A Question Time audience member was applauded after asking whether the "freedoms of Brexit" involved "the rich getting richer and the poor getting poorer".
A young man wearing a suit and pink tie chimed into a discussion about scrapping the cap on bankers' bonuses, which was confirmed to be going ahead this week. Rishi Sunak gave the green light to Liz Truss's policy to remove the bonus cap, which was inherited from when the UK was a member of the EU.
On the BBC weekly political show, which came from Bradford, West Yorks, he said: “The scrapping of the cap on bankers’ bonuses was described as one of the freedoms of Brexit that we now have. Am I to believe, as someone who lives in a relatively impoverished part of Britain, that these benefits of Brexit involve the rich getting richer and the poor getting poorer?”
Weighing into the debate, Tory ex-Cabinet Minister Baroness Warsi said: "This particular cap was bought in after the 2008 financial crash when banks were seen to be working in a way which was like casino banking and bankers were taking huge risks with people's money... and off the back of that it was appropriate within the European Union to say that these bankers should not be getting these excessive bonuses and therefore we should cap them and let's not forget what was agreed - these bonuses are capped at 100% of the bankers' salary. So if a banker is on £50,000, he can get an extra £50,000 in his pay packet... there was even a possibility to have it two times your salary, as long as the shareholders agreed to it."
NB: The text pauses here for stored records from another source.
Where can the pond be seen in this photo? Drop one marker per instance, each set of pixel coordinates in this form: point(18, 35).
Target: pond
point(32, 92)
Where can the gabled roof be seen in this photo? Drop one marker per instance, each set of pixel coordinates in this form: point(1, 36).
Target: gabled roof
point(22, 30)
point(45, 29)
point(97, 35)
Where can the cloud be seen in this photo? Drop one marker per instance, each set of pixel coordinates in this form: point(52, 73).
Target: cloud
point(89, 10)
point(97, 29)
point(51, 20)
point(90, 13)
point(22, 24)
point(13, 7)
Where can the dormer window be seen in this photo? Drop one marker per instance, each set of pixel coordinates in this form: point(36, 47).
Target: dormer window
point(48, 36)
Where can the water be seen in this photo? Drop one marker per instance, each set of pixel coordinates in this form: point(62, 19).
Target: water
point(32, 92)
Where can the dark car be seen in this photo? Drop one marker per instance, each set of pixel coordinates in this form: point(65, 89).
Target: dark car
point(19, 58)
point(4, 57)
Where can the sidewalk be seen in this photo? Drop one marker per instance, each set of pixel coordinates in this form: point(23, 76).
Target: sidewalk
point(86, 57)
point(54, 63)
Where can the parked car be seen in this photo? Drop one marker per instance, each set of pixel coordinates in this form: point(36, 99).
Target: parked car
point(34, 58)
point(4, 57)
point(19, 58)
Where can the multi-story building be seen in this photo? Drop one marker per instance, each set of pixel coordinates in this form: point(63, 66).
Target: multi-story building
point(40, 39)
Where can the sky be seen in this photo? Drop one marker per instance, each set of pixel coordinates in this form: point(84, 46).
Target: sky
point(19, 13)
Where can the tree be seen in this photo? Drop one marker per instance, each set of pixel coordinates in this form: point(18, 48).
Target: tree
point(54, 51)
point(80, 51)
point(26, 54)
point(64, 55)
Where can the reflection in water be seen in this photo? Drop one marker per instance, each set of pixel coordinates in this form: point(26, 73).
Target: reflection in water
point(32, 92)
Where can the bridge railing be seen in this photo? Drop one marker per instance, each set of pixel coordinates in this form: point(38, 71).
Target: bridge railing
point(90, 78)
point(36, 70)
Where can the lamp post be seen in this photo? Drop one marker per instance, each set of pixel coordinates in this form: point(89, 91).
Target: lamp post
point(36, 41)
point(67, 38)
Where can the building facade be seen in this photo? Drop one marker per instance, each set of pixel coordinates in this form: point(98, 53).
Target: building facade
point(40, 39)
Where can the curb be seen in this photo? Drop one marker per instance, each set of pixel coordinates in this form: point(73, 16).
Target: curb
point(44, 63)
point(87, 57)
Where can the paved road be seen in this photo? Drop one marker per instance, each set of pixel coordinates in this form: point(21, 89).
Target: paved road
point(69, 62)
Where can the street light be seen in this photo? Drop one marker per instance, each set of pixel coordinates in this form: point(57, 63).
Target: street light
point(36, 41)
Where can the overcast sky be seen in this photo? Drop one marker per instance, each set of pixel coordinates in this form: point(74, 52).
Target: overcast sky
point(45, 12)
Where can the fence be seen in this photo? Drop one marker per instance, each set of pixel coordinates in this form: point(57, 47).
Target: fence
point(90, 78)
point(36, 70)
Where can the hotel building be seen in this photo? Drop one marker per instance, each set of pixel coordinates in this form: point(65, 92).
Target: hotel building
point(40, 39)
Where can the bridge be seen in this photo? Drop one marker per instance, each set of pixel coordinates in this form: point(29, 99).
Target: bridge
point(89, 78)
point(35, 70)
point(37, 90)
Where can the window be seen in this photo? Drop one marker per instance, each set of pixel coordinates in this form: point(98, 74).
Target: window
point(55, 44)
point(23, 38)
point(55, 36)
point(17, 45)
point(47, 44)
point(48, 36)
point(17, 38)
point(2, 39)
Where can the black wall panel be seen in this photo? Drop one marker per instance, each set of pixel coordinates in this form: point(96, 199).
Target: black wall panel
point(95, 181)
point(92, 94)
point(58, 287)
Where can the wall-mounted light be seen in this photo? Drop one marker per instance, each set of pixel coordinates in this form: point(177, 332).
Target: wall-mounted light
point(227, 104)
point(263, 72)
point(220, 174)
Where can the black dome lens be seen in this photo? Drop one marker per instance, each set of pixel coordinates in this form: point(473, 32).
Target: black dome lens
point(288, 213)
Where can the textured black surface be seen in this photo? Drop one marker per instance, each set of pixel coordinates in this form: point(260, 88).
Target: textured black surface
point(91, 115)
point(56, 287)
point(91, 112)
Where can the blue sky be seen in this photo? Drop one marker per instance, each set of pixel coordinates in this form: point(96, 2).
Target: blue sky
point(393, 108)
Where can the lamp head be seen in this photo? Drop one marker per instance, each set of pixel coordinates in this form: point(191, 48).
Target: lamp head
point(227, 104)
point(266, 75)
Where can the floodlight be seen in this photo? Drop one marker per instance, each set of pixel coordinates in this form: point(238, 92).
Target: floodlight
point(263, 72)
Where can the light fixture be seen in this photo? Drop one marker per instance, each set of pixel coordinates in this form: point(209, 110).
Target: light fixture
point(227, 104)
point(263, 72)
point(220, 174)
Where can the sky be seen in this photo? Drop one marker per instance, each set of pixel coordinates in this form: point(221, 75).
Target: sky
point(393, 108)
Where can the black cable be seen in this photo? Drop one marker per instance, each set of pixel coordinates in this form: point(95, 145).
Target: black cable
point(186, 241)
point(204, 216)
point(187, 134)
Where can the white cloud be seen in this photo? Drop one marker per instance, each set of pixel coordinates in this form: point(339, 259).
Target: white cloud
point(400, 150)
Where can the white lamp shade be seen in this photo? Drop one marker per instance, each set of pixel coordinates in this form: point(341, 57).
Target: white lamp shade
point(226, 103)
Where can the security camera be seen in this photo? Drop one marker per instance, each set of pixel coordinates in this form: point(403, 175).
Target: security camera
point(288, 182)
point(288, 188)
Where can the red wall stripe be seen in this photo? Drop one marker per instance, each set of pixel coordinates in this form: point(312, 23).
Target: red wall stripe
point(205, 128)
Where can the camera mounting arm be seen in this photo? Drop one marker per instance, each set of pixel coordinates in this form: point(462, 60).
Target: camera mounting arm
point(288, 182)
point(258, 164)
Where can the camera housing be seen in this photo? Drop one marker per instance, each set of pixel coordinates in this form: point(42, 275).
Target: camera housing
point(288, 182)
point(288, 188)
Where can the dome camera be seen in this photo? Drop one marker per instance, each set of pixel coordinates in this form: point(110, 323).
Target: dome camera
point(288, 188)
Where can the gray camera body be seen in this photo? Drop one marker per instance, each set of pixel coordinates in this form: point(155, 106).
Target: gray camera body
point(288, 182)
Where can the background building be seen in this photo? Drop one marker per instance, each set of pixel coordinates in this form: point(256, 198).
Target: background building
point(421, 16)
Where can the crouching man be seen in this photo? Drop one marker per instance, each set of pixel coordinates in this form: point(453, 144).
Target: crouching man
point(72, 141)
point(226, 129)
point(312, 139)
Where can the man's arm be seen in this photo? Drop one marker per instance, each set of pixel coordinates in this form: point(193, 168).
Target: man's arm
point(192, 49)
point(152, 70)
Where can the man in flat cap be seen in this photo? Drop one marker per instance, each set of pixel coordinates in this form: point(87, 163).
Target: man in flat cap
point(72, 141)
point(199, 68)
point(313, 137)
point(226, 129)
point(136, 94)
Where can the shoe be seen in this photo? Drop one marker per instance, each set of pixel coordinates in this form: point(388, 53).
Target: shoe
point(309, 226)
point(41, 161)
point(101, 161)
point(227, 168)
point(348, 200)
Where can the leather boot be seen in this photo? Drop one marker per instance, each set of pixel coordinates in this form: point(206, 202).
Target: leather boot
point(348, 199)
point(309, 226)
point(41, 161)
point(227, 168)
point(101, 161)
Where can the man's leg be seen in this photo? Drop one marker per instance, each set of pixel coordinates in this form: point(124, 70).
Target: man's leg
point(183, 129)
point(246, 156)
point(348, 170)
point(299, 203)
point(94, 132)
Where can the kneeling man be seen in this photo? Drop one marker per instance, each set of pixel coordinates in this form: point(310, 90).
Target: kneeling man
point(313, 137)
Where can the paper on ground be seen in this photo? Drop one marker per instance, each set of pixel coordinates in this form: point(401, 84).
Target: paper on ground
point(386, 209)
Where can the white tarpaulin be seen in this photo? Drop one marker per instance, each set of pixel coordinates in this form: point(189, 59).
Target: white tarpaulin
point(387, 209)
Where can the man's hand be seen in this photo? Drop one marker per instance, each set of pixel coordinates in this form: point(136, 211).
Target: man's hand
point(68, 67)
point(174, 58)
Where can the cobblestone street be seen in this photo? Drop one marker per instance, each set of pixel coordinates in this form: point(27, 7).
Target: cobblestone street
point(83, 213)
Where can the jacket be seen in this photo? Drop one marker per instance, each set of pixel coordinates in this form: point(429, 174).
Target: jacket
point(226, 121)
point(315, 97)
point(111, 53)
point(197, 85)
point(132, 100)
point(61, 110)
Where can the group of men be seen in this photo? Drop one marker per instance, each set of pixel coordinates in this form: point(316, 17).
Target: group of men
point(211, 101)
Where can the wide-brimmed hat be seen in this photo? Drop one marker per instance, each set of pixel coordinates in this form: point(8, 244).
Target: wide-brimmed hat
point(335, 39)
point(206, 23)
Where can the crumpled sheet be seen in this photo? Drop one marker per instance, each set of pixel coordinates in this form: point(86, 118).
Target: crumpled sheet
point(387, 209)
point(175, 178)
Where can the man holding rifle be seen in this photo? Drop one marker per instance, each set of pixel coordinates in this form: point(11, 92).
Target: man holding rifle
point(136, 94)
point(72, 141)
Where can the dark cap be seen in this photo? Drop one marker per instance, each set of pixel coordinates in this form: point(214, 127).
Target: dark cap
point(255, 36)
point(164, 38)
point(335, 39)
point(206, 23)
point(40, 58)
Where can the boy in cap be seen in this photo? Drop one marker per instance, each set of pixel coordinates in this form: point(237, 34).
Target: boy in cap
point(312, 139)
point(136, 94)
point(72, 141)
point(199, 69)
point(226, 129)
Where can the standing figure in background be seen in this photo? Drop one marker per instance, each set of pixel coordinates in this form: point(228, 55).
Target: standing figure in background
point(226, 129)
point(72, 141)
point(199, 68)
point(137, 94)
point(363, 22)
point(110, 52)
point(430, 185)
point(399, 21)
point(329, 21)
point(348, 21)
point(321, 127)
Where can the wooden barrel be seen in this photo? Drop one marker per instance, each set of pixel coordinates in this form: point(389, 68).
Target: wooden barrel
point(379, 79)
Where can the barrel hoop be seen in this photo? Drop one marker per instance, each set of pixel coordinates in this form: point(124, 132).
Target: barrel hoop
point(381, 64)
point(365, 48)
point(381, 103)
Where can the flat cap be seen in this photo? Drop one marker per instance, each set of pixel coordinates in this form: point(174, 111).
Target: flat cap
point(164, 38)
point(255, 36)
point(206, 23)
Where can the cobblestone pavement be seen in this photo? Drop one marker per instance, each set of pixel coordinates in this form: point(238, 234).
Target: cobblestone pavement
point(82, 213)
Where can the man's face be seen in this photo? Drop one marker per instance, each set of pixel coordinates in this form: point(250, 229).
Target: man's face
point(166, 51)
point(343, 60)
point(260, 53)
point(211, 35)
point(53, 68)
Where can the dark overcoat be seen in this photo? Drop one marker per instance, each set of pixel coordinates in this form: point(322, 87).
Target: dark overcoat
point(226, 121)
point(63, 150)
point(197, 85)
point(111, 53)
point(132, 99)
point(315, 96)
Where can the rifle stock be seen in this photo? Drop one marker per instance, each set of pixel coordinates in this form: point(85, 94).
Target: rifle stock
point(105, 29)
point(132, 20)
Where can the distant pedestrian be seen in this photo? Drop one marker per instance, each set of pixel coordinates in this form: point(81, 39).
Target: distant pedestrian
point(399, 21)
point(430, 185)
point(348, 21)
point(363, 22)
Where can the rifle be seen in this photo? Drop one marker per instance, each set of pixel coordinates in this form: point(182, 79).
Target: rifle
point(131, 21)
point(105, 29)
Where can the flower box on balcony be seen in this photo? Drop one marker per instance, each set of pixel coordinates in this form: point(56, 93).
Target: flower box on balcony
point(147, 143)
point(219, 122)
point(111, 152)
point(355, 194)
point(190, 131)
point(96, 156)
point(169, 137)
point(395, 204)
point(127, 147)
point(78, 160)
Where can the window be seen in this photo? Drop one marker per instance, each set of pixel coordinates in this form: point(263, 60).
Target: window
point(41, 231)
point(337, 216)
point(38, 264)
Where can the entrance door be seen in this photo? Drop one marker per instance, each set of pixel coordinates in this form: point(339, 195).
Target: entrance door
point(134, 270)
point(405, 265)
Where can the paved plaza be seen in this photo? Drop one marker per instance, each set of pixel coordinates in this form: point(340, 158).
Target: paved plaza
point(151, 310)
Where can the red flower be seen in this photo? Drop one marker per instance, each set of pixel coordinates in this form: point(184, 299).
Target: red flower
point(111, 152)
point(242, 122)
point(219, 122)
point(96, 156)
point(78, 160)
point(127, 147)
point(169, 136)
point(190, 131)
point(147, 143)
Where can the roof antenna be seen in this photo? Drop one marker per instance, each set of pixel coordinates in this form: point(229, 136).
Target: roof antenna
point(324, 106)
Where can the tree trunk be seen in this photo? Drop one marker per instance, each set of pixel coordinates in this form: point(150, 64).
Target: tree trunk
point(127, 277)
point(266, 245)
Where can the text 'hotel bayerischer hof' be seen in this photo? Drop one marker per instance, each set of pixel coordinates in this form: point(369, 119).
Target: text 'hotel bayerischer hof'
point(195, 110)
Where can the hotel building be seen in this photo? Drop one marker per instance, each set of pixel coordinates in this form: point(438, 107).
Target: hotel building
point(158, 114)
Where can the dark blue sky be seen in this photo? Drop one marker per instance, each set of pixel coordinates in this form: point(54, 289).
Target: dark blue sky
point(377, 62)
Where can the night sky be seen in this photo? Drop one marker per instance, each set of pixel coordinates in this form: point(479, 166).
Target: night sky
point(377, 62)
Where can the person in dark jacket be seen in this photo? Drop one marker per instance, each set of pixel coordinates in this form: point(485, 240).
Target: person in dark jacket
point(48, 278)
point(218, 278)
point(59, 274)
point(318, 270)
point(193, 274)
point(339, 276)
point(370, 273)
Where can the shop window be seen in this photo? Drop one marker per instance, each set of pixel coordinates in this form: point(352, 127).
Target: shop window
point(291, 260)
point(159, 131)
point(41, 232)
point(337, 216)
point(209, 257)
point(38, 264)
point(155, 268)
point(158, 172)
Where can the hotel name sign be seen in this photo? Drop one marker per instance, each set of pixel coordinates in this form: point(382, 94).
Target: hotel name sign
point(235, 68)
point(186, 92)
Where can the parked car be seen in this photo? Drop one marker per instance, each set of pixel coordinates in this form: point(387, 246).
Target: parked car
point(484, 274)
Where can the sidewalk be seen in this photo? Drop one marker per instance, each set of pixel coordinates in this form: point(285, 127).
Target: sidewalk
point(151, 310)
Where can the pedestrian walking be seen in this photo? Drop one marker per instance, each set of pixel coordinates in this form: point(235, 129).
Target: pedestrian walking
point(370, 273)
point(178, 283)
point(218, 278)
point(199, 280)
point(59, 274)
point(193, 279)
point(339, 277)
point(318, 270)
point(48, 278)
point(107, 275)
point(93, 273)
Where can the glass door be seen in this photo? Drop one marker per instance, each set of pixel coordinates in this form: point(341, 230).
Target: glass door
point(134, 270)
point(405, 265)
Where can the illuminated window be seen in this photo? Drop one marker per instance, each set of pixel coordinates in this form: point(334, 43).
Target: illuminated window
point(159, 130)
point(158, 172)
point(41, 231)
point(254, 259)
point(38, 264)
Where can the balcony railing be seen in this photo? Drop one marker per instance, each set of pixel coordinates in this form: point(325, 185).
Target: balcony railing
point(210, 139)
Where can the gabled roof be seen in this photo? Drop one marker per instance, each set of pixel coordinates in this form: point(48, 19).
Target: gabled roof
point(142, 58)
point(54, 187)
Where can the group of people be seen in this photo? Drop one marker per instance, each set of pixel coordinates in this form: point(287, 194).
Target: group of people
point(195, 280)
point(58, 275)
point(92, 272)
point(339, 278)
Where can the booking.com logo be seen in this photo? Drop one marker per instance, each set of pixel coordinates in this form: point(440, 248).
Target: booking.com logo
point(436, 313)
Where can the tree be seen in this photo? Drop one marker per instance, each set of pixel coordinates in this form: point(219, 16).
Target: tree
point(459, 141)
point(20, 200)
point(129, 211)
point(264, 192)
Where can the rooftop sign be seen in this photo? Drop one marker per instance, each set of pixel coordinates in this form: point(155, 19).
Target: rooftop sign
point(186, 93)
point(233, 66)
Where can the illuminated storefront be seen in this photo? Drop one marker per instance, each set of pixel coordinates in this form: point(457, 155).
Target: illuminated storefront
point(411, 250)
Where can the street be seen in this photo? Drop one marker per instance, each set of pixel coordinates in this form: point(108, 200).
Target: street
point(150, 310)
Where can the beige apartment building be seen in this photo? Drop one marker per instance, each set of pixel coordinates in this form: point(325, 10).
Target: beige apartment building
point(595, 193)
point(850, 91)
She said it was "shocking" the Government was going to allow the cap to be scrapped when nurses aren't getting big pay rises. "I find it really shocking [that] at a time when the Prime Minister is saying to public sector workers: 'We cannot increase your salaries because we're trying to get our first priority of getting inflation under control, so we can't put more money into nurses' pockets, because we think that we'll have an inflationary pressure 0 but we can put more money into really rich bankers' pockets because that won't affect inflation.'"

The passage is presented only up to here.